The review board – made up of Professor Renee Fry-McKibbin, Professor Carolyn Wilkins and Dr Gordon de Brouwer – provided an update on a CEDA event in Sydney on Thursday.

“The panel is confident that it is gathering the breadth and depth of opinion it needs to provide the government with recommendations to revitalize the RBA and prepare it for the years to come,” they said in a statement. .

The panel received more than 114 submissions, conducted a dozen focus groups, interviewed more than 230 people, and surveyed nearly 1,100 current and former RBA employees.

Several themes emerge.

“On monetary policy frameworks, the panel heard strong support for monetary policy to continue to be conducted by an independent central bank,” they said.

“There has been general, but not universal, support for a flexible inflation targeting framework, which is seen as having contributed to strong economic performance over the past 30 years.

“Several suggestions were put to the panel on how to specify this framework more clearly.”

The panel heard criticism of how the RBA had communicated with the public in recent years, including how it incorrectly stated that interest rates could remain at record highs until 2024.

There were seven spot rate hikes from May to November, with another scheduled for December.
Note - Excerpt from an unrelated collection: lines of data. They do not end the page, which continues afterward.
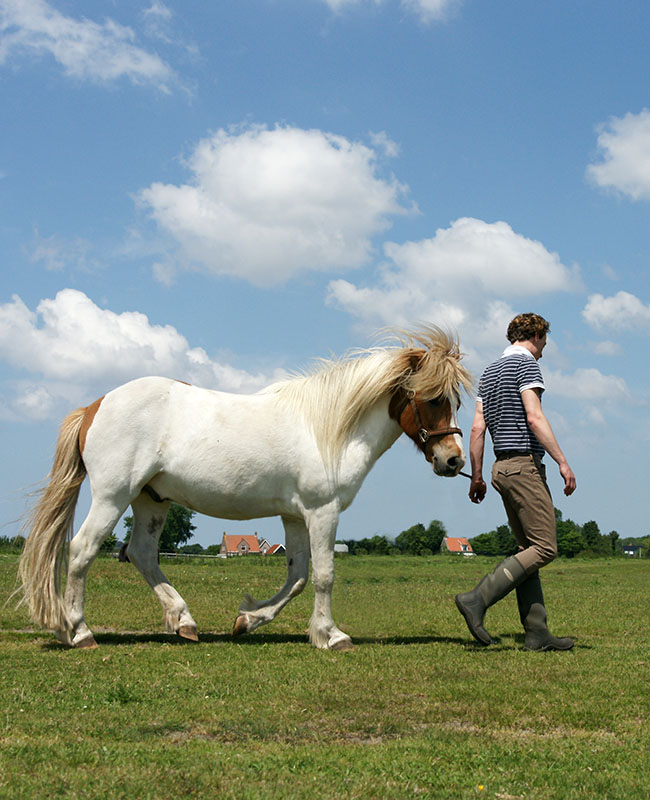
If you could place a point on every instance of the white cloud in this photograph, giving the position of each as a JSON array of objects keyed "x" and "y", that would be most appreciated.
[
  {"x": 624, "y": 143},
  {"x": 466, "y": 276},
  {"x": 55, "y": 252},
  {"x": 589, "y": 385},
  {"x": 266, "y": 205},
  {"x": 431, "y": 10},
  {"x": 622, "y": 311},
  {"x": 77, "y": 350},
  {"x": 607, "y": 348},
  {"x": 86, "y": 50},
  {"x": 426, "y": 10}
]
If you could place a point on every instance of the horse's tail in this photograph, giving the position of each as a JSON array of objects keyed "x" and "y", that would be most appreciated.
[{"x": 50, "y": 525}]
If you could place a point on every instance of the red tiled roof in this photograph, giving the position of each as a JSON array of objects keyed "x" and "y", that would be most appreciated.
[
  {"x": 455, "y": 545},
  {"x": 232, "y": 542}
]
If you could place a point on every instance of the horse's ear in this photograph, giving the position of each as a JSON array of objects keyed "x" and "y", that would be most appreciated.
[{"x": 415, "y": 357}]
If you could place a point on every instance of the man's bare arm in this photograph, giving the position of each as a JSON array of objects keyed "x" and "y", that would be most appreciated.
[
  {"x": 541, "y": 427},
  {"x": 477, "y": 489}
]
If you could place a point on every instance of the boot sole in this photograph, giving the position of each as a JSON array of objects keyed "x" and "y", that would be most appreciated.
[{"x": 547, "y": 648}]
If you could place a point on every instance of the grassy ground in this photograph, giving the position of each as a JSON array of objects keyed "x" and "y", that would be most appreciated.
[{"x": 416, "y": 710}]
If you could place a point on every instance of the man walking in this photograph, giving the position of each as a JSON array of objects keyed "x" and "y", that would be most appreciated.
[{"x": 509, "y": 407}]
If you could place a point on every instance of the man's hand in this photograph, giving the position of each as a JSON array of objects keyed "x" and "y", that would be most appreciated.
[
  {"x": 569, "y": 479},
  {"x": 477, "y": 490}
]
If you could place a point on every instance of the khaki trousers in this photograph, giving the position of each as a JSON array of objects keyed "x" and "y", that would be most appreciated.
[{"x": 521, "y": 482}]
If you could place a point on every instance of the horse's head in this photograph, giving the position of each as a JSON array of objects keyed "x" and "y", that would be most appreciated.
[
  {"x": 426, "y": 397},
  {"x": 433, "y": 426}
]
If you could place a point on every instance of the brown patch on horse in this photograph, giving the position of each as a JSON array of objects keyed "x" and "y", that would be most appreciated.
[{"x": 89, "y": 416}]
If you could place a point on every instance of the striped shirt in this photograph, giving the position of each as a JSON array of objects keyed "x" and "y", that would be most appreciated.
[{"x": 500, "y": 391}]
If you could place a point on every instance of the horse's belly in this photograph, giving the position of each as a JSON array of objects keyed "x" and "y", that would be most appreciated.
[{"x": 232, "y": 496}]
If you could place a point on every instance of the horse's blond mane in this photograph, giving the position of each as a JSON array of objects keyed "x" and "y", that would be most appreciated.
[{"x": 334, "y": 396}]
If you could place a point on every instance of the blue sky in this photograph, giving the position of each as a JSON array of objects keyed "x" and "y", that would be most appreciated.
[{"x": 221, "y": 192}]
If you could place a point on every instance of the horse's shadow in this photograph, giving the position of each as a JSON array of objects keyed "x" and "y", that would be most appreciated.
[{"x": 116, "y": 639}]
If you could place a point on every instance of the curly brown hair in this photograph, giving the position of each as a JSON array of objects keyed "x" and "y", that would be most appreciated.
[{"x": 526, "y": 326}]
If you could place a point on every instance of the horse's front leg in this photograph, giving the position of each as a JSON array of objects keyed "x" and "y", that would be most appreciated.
[
  {"x": 148, "y": 521},
  {"x": 323, "y": 632},
  {"x": 252, "y": 613}
]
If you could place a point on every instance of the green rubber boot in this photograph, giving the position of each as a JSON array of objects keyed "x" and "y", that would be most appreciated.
[
  {"x": 532, "y": 613},
  {"x": 492, "y": 588}
]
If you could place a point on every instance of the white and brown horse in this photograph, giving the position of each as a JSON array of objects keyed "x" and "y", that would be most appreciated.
[{"x": 299, "y": 449}]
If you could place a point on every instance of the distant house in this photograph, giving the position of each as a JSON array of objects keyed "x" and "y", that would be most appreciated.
[
  {"x": 237, "y": 544},
  {"x": 458, "y": 545}
]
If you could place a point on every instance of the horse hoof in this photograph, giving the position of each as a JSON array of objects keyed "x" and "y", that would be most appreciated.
[
  {"x": 88, "y": 643},
  {"x": 188, "y": 632},
  {"x": 342, "y": 646},
  {"x": 241, "y": 625}
]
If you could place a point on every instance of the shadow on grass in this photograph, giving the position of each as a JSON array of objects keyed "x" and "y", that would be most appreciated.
[{"x": 507, "y": 642}]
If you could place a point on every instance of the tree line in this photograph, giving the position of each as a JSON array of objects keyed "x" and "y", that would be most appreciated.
[{"x": 572, "y": 539}]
With respect to governance, the panel heard suggestions on ways to increase the clarity of the board’s role and strengthen its accountability and composition.

The final review report – the first in more than 30 years – is due to Treasurer Jim Chalmers in March.

Dr Chalmers said he was delighted to see the high level of engagement in the review.

“By drawing on such a diverse range of views and expertise throughout the review, we will be able to ensure that Australia’s central banking and monetary policy arrangements are sound and effective in the future. future,” he said.